More on data deduplication
Data deduplication 101
The benefits of deduplication and where you should dedupe your data
13 data deduplication optimization guidelines
To further illustrate this point, consider the invoices that I send to my clients each month. The invoices exist as Microsoft Word documents, and each document is identical except for the date and the invoice number. Even so, Single Instance Storage would do nothing to reduce the space consumed by these documents.
Deduplication works at the block level rather than the file level. Each file is divided into small chunks. These chunks are of variable sizes, but range from 32 KB to 128 KB. Hence, a single file could be made up of many chunks.

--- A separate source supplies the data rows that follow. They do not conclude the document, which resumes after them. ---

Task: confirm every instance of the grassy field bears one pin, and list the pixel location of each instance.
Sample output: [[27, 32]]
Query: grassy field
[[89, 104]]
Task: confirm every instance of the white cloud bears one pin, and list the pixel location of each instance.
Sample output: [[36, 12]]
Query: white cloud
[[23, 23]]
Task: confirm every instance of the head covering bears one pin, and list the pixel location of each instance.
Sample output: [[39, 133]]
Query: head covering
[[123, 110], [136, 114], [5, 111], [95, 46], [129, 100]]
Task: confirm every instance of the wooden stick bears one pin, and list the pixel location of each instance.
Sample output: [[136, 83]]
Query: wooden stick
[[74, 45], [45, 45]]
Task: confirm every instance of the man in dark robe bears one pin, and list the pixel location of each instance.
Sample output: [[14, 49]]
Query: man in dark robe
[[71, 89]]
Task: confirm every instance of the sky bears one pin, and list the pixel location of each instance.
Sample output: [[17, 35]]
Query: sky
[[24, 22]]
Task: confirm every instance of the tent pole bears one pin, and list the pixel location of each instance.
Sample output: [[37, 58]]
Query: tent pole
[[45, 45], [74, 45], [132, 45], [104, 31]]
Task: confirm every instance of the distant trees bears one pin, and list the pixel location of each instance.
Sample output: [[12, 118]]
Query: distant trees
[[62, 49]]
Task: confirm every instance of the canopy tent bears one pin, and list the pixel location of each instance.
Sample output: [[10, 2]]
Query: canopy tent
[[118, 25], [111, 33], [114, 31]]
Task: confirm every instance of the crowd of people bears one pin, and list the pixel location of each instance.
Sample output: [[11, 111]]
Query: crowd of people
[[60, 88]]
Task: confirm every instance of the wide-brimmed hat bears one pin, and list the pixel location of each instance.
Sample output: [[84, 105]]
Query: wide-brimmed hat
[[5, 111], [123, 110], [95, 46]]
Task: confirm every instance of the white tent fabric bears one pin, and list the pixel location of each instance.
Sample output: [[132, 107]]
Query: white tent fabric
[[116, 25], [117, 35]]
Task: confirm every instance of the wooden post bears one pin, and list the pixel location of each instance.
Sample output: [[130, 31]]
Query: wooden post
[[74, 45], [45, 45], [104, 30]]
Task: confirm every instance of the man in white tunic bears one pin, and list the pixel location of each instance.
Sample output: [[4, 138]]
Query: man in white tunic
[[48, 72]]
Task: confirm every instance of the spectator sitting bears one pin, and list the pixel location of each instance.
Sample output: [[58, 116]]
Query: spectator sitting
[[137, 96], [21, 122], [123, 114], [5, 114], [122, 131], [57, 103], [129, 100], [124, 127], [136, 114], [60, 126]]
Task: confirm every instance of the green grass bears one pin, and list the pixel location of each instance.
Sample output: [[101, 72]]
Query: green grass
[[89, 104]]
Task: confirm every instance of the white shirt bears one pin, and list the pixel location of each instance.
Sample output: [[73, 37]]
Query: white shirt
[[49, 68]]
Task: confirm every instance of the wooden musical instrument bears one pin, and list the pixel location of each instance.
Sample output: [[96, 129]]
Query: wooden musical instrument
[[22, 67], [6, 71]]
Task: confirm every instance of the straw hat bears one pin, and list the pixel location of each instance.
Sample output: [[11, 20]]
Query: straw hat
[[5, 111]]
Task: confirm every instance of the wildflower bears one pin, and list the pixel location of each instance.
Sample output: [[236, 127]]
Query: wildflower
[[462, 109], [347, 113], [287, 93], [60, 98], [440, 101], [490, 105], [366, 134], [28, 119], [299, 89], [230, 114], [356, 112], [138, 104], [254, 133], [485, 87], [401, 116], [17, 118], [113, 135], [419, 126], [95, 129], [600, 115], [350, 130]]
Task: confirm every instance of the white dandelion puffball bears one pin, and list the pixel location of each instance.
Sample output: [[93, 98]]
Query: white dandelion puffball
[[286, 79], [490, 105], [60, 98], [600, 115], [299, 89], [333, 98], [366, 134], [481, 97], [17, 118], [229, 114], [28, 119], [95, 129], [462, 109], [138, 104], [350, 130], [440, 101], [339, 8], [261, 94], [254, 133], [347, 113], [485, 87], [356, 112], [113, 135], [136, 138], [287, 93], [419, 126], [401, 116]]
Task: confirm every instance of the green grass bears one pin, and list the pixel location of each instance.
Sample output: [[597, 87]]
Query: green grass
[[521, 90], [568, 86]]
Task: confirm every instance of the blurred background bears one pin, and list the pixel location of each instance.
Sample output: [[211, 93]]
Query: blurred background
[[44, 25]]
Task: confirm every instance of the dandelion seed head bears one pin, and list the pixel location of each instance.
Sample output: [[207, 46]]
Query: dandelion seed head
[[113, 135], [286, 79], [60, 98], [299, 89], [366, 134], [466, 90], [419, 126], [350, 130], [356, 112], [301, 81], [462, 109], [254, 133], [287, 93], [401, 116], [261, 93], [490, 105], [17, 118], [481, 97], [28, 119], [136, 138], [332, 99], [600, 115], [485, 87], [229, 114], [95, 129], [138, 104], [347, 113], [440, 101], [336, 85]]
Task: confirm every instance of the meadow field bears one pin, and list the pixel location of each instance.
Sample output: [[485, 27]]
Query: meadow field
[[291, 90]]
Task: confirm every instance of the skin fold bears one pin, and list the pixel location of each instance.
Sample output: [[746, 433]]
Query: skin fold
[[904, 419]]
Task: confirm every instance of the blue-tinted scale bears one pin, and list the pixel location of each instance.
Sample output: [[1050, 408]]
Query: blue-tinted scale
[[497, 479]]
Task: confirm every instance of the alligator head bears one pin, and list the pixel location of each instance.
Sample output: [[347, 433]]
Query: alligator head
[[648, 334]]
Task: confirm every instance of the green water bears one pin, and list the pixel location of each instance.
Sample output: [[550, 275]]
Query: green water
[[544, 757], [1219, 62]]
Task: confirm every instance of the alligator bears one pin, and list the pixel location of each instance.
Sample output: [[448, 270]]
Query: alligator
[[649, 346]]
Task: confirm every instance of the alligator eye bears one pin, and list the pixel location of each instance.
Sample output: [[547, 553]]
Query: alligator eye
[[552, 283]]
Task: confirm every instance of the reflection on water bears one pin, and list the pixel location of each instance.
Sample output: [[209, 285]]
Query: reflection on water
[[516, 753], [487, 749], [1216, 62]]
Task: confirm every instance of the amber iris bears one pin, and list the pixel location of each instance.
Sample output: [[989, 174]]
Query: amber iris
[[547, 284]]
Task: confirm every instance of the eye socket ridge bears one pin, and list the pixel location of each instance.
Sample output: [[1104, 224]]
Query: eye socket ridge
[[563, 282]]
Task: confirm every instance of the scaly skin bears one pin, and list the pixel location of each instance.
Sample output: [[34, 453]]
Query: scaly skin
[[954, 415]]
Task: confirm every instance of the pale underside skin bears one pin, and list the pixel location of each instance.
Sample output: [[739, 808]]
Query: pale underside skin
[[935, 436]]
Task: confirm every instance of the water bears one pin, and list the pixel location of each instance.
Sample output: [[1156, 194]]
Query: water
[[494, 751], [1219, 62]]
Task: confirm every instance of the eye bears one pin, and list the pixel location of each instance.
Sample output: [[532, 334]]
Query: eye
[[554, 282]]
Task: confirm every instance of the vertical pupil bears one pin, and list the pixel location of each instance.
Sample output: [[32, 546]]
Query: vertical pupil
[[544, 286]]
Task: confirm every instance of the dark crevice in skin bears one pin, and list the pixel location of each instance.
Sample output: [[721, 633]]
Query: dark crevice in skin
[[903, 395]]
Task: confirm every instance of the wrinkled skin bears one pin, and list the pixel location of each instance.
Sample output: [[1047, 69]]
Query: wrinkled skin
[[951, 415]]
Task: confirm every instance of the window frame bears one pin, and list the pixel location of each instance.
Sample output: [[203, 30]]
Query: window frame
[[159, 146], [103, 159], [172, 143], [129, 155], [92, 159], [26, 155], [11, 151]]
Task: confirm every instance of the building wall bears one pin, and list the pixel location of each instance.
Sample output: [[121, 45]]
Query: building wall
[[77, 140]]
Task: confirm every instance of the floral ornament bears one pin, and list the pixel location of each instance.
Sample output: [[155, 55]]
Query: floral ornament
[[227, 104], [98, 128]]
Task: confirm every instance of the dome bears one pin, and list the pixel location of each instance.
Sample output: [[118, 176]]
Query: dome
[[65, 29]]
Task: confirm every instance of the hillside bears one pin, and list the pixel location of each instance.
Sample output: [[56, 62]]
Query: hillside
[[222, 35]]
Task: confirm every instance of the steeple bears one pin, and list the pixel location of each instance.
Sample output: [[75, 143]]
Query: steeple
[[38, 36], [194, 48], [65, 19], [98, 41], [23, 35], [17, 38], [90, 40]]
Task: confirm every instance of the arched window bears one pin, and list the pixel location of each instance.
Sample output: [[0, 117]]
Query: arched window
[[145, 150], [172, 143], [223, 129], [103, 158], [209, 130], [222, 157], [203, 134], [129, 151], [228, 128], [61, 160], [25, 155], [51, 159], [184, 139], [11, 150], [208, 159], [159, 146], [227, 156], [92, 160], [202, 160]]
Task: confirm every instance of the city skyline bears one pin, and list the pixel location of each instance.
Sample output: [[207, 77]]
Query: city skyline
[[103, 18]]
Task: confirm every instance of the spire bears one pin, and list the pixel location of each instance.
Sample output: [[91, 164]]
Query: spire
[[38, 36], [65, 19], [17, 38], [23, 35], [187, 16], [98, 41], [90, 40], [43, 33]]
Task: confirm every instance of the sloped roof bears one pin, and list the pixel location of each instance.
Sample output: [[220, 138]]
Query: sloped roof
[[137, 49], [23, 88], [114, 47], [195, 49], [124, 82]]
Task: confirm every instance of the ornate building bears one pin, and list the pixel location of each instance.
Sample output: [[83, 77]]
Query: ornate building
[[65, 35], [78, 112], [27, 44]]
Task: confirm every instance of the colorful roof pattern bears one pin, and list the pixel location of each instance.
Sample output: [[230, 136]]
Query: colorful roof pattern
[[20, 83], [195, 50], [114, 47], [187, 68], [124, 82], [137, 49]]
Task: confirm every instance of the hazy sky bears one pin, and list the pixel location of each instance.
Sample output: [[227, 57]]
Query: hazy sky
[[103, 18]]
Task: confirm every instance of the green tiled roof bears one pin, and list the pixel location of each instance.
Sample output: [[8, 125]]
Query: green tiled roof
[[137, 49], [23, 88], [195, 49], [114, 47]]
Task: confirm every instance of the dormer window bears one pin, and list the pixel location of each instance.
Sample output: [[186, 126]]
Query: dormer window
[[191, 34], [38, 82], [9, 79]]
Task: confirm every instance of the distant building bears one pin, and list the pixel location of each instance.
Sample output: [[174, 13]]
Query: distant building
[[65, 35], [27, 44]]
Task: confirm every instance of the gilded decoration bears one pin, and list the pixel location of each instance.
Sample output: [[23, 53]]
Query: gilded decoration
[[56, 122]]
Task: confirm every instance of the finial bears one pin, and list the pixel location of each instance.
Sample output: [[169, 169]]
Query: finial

The operating system will compute a hash for each chunk. The hash values are then compared as a way of determining which chunks are identical. When identical chunks are found, all but one copy of the chunk is deleted. The file system uses pointers to reference which chunks go with which files. One way of thinking of this process is that legacy file systems typically treat files as streams of data. However, Windows Server 8’s file system (with deduplication enabled) will treat files more as a collection of chunks.
Incidentally, the pre-beta version of Windows Server 8 uses file system compression. Whenever possible, the individual chunks of data will be compressed to save space.
One of the major concerns often expressed with regard to deduplication is file integrity. Although the odds are astronomical, it is theoretically possible for two dissimilar blocks of data to have identical hashes. Some third-party products solve this problem by recalculating the hash using a different and more complex formula prior to deleting duplicate chunks as a way of verifying that the chunks really are identical.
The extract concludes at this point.